A longstanding challenge in gene therapy is expressing a dosage-sensitive gene within a tight therapeutic window. For example, loss of MECP2 function causes Rett syndrome, while its duplication causes MECP2 duplication syndrome. Viral gene delivery methods generate variable numbers of gene copies in individual cells, creating a need for gene dosage-invariant expression systems. Here, we introduce a compact miRNA-based, incoherent feed-forward loop circuit that achieves precise control of Mecp2 expression in cells and brains, and improves outcomes in an AAV-based mouse model of Rett syndrome gene therapy. Single molecule analysis of endogenous and ectopic Mecp2 mRNA revealed precise, sustained expression across a broad range of gene dosages.
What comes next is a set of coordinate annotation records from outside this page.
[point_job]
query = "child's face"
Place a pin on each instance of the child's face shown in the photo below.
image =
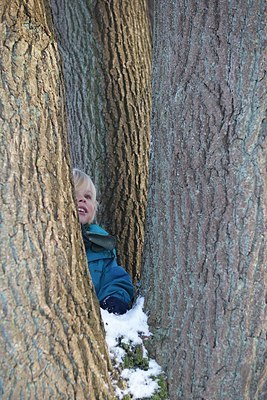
(86, 206)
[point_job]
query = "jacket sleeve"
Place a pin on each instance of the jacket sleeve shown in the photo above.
(115, 281)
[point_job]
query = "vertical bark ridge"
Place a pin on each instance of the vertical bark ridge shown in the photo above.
(52, 343)
(110, 53)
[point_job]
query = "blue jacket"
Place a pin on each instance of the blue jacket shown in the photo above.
(108, 277)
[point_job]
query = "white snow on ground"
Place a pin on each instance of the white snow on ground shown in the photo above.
(132, 326)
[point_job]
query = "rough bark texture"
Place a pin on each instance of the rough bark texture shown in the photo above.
(51, 340)
(205, 248)
(106, 51)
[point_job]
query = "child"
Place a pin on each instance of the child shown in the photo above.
(112, 283)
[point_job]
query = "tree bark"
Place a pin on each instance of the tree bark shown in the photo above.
(205, 247)
(106, 51)
(51, 343)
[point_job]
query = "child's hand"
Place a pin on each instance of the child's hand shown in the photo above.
(114, 305)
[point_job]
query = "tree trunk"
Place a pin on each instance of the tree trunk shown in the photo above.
(51, 343)
(106, 51)
(205, 246)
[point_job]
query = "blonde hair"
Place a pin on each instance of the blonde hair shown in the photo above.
(82, 181)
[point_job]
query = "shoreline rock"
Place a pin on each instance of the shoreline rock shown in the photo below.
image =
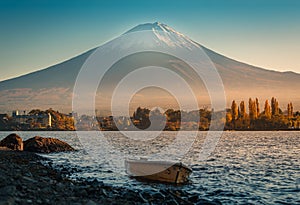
(13, 142)
(46, 145)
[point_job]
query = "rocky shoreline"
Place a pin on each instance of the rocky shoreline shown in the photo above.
(28, 178)
(25, 178)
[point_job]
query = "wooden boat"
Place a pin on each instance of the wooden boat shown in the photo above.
(162, 171)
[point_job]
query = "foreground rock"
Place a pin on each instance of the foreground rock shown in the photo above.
(13, 142)
(46, 145)
(24, 179)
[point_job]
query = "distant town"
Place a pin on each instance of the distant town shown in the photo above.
(234, 118)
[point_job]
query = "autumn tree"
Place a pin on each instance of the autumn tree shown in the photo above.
(252, 109)
(290, 110)
(257, 107)
(274, 106)
(243, 110)
(267, 110)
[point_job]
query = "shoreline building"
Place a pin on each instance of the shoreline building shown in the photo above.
(43, 120)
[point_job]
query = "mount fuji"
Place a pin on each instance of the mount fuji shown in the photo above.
(53, 86)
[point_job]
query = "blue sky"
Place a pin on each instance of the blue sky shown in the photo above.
(35, 34)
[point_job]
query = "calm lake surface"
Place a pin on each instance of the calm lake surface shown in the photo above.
(245, 167)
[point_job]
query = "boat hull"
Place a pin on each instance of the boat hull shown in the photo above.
(158, 171)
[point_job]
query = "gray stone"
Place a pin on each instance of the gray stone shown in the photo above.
(12, 141)
(46, 145)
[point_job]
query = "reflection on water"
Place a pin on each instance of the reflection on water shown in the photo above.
(245, 167)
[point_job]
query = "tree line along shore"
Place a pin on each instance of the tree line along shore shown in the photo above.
(240, 116)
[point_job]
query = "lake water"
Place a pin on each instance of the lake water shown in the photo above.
(244, 168)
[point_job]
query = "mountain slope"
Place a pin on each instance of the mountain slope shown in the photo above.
(52, 87)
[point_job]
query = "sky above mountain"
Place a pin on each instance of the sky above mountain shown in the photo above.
(36, 34)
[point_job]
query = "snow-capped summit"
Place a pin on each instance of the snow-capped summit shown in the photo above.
(165, 34)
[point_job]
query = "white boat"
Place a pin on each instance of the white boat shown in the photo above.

Delivered systemically in a brain-targeting AAV capsid, the circuit strongly suppressed Rett behavioral symptoms for over 24 weeks, outperforming an unregulated gene therapy. These results demonstrate that synthetic miRNA-based regulatory circuits can enable precise in vivo expression to improve the safety and efficacy of gene therapy.

中文翻译：

---

用于定量基因治疗的合成剂量补偿 miRNA 电路

基因治疗的一个长期挑战是在严格的治疗窗口内表达剂量敏感的基因。例如，MECP2 功能丧失会导致 Rett 综合征，而 MECP2 功能重复则会导致 MECP2 重复综合征。病毒基因递送方法在单个细胞中产生不同数量的基因拷贝，这就产生了对基因剂量不变表达系统的需求。在这里，我们引入了一种紧凑的基于 miRNA 的非相干前馈环路，可实现细胞和大脑中 Mecp2 表达的精确控制，并改善基于 AAV 的 Rett 综合征基因治疗小鼠模型的结果。对内源性和异位 Mecp2 mRNA 的单分子分析揭示了在广泛的基因剂量范围内精确、持续的表达。该电路通过大脑靶向 AAV 衣壳进行全身递送，在超过 24 周的时间内强烈抑制 Rett 行为症状，优于不受监管的基因疗法。这些结果表明，基于合成 miRNA 的调控电路可以实现体内精确表达，从而提高基因治疗的安全性和有效性。